Progress is being made toward a brand new assisted living care facility in Watson to replace the aging Quill Plains Centennial Lodge. Following the provincial budget announcement in 2021 that Watson would see funding for the project, the Quill Plains Health Care Foundation has been steadily working towards their fundraising commitments. Now, following a tour by government and health officials that happened on June 2, the project has a green light to enter phase one where further planning will lead to architectural drawings to guide the development. 

It’s been a long time coming, says Watson’s Mayor Norma Weber. The group became active in 2016 when it sought support from over 20 urban and rural municipalities traditionally served by the Lodge. In 2017, the organization received charitable status and was able to collect funds.

“We have three different areas in our lodge,” Weber explains. “The first part was built in 1967; it was built for Level 2, people who are mobile. The next wings came in 1969 and 1971, and then the Health Care Centre came in 1987.”

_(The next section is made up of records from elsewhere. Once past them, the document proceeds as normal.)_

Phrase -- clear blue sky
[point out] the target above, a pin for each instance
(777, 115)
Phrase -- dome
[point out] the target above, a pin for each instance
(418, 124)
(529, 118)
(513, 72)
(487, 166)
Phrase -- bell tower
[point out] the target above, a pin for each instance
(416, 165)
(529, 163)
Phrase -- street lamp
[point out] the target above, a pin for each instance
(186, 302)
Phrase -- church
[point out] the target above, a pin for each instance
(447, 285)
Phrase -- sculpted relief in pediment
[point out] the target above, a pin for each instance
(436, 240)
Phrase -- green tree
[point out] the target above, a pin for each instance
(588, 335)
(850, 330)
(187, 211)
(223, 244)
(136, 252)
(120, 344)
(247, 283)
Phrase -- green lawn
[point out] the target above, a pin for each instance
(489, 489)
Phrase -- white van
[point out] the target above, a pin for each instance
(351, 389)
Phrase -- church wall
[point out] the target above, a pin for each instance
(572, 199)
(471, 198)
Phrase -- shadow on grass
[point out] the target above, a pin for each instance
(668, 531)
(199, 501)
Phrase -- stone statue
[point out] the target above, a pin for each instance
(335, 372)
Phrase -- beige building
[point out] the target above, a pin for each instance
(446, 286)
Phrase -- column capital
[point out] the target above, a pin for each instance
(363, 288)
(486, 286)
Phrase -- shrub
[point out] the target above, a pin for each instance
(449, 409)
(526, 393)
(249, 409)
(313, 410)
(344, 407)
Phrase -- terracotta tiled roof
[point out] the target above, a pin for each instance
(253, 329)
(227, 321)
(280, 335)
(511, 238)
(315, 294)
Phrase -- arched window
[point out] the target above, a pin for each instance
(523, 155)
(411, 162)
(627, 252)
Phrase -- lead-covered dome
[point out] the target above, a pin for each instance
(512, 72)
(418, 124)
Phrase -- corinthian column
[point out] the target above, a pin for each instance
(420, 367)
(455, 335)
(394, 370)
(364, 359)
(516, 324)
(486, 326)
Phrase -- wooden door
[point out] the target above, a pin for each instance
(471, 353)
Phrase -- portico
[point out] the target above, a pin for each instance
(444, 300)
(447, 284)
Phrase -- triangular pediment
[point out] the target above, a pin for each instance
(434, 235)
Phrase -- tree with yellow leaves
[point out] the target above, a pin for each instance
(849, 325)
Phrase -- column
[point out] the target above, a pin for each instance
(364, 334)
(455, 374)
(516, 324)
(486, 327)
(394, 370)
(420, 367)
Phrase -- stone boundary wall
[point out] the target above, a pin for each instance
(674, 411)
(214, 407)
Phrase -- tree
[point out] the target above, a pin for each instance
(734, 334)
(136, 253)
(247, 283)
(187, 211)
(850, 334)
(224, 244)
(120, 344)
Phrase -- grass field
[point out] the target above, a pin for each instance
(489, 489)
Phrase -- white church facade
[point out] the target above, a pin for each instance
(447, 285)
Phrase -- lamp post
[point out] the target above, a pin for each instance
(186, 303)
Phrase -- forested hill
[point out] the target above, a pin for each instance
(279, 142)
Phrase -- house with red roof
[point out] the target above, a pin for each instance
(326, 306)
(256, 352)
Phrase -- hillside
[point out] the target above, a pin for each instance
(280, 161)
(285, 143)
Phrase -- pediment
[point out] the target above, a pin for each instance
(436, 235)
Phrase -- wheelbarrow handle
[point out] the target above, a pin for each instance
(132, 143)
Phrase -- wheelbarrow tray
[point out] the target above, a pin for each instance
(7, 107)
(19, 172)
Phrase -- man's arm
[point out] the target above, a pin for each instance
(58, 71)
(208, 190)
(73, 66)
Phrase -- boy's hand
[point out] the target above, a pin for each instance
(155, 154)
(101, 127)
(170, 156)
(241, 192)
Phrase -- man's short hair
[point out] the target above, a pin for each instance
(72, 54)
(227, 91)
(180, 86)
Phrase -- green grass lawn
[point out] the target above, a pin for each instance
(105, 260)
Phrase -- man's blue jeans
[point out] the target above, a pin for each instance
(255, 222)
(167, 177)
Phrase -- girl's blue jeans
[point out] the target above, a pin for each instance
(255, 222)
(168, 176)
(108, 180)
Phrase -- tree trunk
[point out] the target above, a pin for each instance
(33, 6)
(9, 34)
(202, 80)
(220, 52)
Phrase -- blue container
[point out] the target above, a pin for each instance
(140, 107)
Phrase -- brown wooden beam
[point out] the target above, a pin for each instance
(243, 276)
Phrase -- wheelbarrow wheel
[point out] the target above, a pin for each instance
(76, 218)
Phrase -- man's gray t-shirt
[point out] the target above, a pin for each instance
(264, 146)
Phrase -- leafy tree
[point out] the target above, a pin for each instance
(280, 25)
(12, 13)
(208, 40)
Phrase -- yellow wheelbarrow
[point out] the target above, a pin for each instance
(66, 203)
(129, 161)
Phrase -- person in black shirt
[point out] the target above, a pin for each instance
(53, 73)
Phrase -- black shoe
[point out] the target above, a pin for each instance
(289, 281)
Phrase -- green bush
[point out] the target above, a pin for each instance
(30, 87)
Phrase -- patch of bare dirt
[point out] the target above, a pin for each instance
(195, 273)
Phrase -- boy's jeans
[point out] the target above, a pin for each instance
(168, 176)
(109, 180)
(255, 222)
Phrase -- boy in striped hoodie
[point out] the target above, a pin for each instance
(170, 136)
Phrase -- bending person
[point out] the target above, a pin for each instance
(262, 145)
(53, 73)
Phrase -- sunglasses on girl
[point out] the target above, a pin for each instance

Weber says an assessment study done to plan renovations to the west wing and relocate the laundry led to the decision, announced in the 2021 budget, to replace the entire facility. The decision was partly based on the need for renovations and a new up-to-date air exchange system throughout the entire building. 

Norma WeberWatson Mayor Norma Weber pictured at fundraising event for Quill Plains Health Care Foundation during Spring Into Watson. 

The 53 bed facility covers the needs for approximately 25 urban and rural RMs, so the Watson facility is critical from both the standpoints of residents and employees who work in the Lodge. 

The Foundation is committed to raising a portion of the funds for the planning and construction, and Weber explains there are different approaches to generate the necessary dollars. 

“We have commitment forms where you can pledge money and pay as it works for you or you can simply make donations to the Quill Plains Health Care Foundation. We have about $650,000 in cash donations, and we have about $1.2 million in commitments. We are asking for very generous support to make all this happen.”

The visit on June 2 puts the project officially into Stage 1, the very initial planning stages. Weber notes that health care and government officials will consult with local interests to determine relative size of the new facility, whether the Health Care building will be replaced, how much land will be required, the ultimate location, and the eventual design. Those determinations will play a factor in the ultimate projected cost. 

Weber says the absolutely best case scenario for a startup to construction would be in two years. 

“We can hope for two years, but at least we have a timeline now.”